En vous faisant-part d’une expérience spécifique que j’ai pratiquée de 1982 à 2002, au sein d’un institut de rééducation habilité pour des jeunes filles de 6 à 18 ans, présentant des troubles du comportement dus souvent à de graves carences éducatives, justifiant leur placement par mesure de justice ou sociale en semi-internat, je veux témoigner d’un pragmatisme réaliste au niveau d’une jeunesse en grosse difficulté.
La finalité
éducative visait, outre un retour à un équilibre de vie, une
sortie de l'établissement avec un projet socioprofessionnel
permettant à chaque jeune de prendre en main son avenir personnel
avec la plus large autonomie possible malgré ses difficultés
familiales pas toujours résolues. J'étais responsable de l'édification de ce projet de vie au sein d'une remarquable équipe psycho-éducative.
L’objectif de
sortie portait sur trois axes :
- Dans quel endroit vais-je vivre ?
- Comment puis-je être accompagnée si besoin ?

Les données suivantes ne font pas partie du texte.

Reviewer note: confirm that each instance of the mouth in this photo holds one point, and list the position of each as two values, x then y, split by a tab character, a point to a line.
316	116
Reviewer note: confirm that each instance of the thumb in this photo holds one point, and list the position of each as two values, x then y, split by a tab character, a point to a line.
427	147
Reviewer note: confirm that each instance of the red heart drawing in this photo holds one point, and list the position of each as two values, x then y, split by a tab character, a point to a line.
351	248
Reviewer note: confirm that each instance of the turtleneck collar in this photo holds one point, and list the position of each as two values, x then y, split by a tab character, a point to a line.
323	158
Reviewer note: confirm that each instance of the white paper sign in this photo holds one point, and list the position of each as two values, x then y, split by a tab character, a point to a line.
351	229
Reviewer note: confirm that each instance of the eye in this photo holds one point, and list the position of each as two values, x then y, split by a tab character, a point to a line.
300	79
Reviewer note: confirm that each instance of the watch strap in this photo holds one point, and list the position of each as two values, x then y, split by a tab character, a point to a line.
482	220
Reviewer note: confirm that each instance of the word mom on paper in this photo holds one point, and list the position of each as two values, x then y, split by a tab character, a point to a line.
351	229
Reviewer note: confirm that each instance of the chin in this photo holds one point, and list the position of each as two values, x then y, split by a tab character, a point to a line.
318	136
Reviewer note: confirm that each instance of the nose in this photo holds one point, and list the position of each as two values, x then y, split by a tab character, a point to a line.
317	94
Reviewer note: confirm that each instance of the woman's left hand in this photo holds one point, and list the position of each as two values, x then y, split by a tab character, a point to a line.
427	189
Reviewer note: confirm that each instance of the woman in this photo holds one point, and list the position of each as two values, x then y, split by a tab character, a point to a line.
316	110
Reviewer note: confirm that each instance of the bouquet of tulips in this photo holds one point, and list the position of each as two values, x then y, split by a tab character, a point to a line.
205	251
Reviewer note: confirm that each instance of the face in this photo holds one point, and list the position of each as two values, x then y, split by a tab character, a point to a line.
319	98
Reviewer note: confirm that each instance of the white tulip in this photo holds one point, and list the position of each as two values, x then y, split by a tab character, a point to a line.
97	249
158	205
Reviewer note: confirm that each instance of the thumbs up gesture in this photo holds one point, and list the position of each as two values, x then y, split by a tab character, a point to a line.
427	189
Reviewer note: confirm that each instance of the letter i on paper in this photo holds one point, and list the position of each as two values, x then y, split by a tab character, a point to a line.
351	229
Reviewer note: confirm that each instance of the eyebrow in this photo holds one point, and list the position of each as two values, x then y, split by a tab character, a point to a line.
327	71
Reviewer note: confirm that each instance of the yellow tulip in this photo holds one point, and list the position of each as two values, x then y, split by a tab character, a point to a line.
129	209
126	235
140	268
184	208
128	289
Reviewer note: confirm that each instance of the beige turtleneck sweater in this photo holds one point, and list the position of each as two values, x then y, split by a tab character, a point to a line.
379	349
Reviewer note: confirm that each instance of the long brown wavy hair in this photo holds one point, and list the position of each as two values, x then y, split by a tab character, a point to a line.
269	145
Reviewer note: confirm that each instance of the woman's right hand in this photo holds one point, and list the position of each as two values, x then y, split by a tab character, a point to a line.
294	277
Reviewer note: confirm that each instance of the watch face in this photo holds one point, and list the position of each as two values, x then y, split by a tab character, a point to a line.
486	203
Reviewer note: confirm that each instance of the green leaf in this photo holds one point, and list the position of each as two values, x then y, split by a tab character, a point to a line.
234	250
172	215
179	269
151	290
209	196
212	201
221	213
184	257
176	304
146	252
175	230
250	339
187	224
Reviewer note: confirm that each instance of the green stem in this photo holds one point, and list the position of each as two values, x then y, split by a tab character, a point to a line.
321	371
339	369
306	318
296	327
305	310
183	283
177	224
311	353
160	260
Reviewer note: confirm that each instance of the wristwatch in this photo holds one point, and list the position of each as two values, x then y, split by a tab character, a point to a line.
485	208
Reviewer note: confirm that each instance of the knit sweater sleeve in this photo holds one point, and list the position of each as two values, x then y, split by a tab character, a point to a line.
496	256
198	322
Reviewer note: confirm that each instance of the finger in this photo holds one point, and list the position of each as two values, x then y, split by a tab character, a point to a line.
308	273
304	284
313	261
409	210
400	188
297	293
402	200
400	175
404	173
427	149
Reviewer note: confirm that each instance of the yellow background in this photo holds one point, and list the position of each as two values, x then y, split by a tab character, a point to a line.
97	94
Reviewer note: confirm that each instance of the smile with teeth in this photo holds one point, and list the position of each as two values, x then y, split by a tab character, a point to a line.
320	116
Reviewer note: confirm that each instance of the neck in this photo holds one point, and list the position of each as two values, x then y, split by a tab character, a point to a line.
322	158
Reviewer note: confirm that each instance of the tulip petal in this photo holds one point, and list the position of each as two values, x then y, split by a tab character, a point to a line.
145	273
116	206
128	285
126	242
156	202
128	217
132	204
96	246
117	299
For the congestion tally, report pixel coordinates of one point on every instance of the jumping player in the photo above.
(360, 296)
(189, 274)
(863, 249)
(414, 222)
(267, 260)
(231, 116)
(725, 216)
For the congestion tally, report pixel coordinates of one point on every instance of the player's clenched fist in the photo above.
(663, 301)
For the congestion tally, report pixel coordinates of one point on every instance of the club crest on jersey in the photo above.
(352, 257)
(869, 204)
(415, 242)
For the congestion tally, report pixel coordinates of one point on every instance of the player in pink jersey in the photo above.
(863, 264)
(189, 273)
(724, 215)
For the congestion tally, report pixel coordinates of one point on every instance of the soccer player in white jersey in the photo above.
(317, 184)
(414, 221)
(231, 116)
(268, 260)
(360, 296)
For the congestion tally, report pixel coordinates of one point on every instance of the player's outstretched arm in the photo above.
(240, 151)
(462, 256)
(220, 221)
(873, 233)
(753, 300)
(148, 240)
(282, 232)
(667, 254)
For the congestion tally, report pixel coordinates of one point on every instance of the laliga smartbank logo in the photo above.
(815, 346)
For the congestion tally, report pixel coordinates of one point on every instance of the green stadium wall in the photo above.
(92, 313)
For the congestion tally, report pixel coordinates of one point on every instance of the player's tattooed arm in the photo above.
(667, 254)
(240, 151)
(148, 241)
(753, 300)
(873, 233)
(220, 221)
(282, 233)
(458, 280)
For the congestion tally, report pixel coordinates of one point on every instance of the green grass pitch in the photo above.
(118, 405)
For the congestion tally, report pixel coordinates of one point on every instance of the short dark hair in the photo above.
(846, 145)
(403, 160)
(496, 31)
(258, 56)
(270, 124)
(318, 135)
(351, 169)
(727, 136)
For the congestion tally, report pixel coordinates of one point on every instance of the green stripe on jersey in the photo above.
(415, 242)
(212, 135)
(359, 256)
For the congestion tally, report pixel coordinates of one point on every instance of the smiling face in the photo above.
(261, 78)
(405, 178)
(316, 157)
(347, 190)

- Comment puis-je gagner ma vie et avoir ma place dans la société?
Après
un parcours de rattrapage et de consolidation scolaire jusqu’à l’âge de 14-15 ans, les jeunes étaient admises en section
pré-professionnelle, de 15 à 18 ans, encadrée par une éducatrice scolaire spécialisée se chargeant de la consolidation des acquis scolaires
en corrélation avec la réalité de la vie d’une jeune femme, et
par un éducateur technique spécialisé (moi-même) prenant en charge toute
l’éducation dite gestuelle afin d’évaluer les possibilités
d’adaptation de chaque jeune fille à la vie extérieure par des
mises en stages progressives en entreprises.
(L’entreprise d'accueil pouvait verser une petite gratification n’excédant pas 30% du
SMIG)
La
section pré-professionnelle accueillait de 12 à 18 adolescentes sur
trois années scolaires.
Le
sous groupe de la première année
bénéficiait de 4
demi-journées de soutien scolaire personnalisé avec compris une
demi-journée de cuisine, de 3 demi-journées d’atelier d’éducation
gestuelle dont une de travail de sous-traitance pour une entreprise.
Après
un trimestre d’adaptation, la jeune était mise en stage de contact
une ou deux demi-journées dans une entreprise avec l’apprentissage
des déplacements en transport en commun. (2
stages non rémunérés dans des entreprises différentes de 3 mois
répartis sur le deuxième et troisième trimestres scolaires avec
une convention de stage passé entre l’établissement, l’entreprise
et la jeune).
Le
but de ces stages de contact était une mise en confiance de la
jeune permettant de renouer avec la réussite avec les questions
suivantes :
- Comment dois-je me présenter ?
- Comment faut-il que je m’organise pour arriver à l’heure dans l’entreprise ?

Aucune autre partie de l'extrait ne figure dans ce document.